Now he has lost support from some of his own Shias - with the Shia National Alliance reported to have given Mr Abadi 130 votes, compared with just 40 votes for Mr Maliki.
Zuhair al-Naher, from the Dawa party to which both Mr Abadi and Mr Maliki belong, told the BBC that Mr Abadi was "much more pragmatic" than Mr Maliki, and had excellent relations with all political divides.
But another Dawa party member, Khalaf Abdul-Samad, read a statement on state TV saying that Mr Abadi "only represents himself", as Mr Maliki and other supporters stood beside him.
Mr Maliki has been prime minister since 2006, but even though his coalition won the elections in April, parliament has still not agreed to give him a third term. He has also lost the backing of the US.
Mr Maliki's popularity has suffered from the growing Islamist insurgency in the north - and even before that his support from Sunnis and Kurds was dwindling.
The White House said Vice-President Joe Biden called Mr Abadi to congratulate him on his nomination - and promised US support for the formation of a new government.
"The prime minister-designate expressed his intent to move expeditiously to form a broad-based, inclusive government" capable of countering the threat of IS, a White House statement said.
Mr Abadi's nomination was also welcomed outside Iraq. The presidents of France and Turkey called for him to form a government of national unity, while the UN urged Iraqi militias to keep out of politics.
Analysis: Jim Muir, BBC Middle East correspondent
Although he has fought long and hard to hold on to his job as prime minister, it is hard to see how Nouri Maliki can continue to cling on.
For the past four years, Mr Maliki has held the defence, interior and intelligence portfolios, building up a powerful network of personal patronage among the security forces, estimated at more than a million strong, as well as setting up elite units directly responsive to him alone.
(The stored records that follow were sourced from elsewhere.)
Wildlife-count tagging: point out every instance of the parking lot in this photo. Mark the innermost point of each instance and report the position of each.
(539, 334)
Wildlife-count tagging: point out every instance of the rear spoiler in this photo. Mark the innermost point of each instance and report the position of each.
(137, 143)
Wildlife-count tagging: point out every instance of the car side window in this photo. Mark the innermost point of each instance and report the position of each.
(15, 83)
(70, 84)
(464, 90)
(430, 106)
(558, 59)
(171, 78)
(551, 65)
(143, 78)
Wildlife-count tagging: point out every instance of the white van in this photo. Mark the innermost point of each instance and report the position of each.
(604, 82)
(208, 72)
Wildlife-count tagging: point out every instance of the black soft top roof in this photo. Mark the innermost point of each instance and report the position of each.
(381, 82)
The question now is whether he will try to use the army and police forces to keep himself in power through an in situ coup, despite his lack of political support virtually across the board.
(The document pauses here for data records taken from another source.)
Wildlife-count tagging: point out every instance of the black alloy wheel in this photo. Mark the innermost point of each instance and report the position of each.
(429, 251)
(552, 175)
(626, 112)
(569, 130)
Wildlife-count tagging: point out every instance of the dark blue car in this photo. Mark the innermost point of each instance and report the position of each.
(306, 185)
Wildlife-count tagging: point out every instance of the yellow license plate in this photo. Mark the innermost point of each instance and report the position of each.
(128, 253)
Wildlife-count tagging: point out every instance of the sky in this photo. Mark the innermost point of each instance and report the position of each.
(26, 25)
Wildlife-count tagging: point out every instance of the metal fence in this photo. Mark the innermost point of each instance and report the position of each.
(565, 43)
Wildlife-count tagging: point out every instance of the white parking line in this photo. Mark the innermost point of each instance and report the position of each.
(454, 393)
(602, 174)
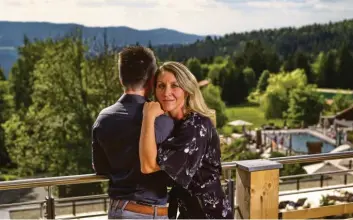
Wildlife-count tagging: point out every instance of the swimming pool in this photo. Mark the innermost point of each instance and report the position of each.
(299, 141)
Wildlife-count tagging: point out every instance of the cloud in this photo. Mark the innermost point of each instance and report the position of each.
(191, 16)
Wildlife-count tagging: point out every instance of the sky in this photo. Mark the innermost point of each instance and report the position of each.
(203, 17)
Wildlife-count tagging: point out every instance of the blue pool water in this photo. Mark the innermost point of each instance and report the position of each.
(299, 142)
His State of Law coalition came out ahead in the April elections, but far short of an outright majority.
Having broadly alienated the Kurds and Sunnis, he now finds that even the Shia majority has concluded that he is not the man to weld the country together against the radical Islamist threat.
Who is Haider al-Abadi?
- Born in Baghdad in 1952
- Electrical engineer by training, PhD University of Manchester (UK)
- Exiled in London during Saddam Hussein era, but still active in Iraq's Islamic Dawa Party
- Returned to Iraq after 2003, became minister of communications
- Served under Nouri Maliki as head of Iraqi parliament finance committee
The BBC's defence correspondent Jonathan Marcus says the arming of the Kurdish Peshmerga is a significant shift in US policy.
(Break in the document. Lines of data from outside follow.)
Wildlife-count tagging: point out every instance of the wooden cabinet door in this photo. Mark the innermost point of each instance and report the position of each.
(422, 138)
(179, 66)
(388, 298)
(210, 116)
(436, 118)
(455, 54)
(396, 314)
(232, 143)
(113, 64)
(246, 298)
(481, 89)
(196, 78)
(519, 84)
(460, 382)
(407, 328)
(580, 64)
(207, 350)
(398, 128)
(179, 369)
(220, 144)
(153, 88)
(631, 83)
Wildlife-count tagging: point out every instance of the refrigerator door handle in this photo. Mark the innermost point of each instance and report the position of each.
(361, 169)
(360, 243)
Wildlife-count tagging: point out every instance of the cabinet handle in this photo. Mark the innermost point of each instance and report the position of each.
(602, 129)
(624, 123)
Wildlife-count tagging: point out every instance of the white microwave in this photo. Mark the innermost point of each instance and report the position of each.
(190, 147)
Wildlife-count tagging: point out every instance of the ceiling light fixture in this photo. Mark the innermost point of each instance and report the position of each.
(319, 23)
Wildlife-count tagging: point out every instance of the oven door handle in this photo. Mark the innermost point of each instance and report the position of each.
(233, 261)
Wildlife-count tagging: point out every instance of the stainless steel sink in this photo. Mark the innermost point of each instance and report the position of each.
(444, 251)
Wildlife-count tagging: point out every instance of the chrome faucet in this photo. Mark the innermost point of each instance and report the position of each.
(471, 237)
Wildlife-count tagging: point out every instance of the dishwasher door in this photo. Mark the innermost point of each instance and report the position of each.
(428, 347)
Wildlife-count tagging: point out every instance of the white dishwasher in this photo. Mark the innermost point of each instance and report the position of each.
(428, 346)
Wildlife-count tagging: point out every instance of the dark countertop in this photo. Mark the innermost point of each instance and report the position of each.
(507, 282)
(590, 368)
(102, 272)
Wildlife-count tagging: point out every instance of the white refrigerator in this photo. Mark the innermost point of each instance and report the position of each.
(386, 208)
Until now, Washington has been reluctant to arm the Peshmerga for fear of accelerating a Kurdish break-away from Iraq, our correspondent says.
Washington has made clear that full-scale US support is contingent on new, more inclusive, governing arrangements in Baghdad.
Reports are emerging in northern Iraq that Islamic State (IS) militants have captured the town of Jalawla, north-east of Baghdad, after weeks of clashes with Kurdish fighters.
On Sunday, Kurdish forces said they had regained the towns of Gwer and Makhmur from the militants, helped by recent US air strikes in Nineveh province.
The US has already launched four rounds of air strikes targeting the militants near Irbil, the capital of Iraqi Kurdistan.
In western Iraq, minority religious groups, such as the Yazidis, have been forced from their homes, prompting international aid drops.
Witnesses told the BBC that thousands of refugees near Sinjar had escaped to safer areas.
The US air strikes have been the first direct American involvement in a military operation in Iraq since the US withdrawal from the country in late 2011.
US President Barack Obama authorised the strikes last week after members of the Yazidi sect were forced to flee Sinjar into the surrounding mountains.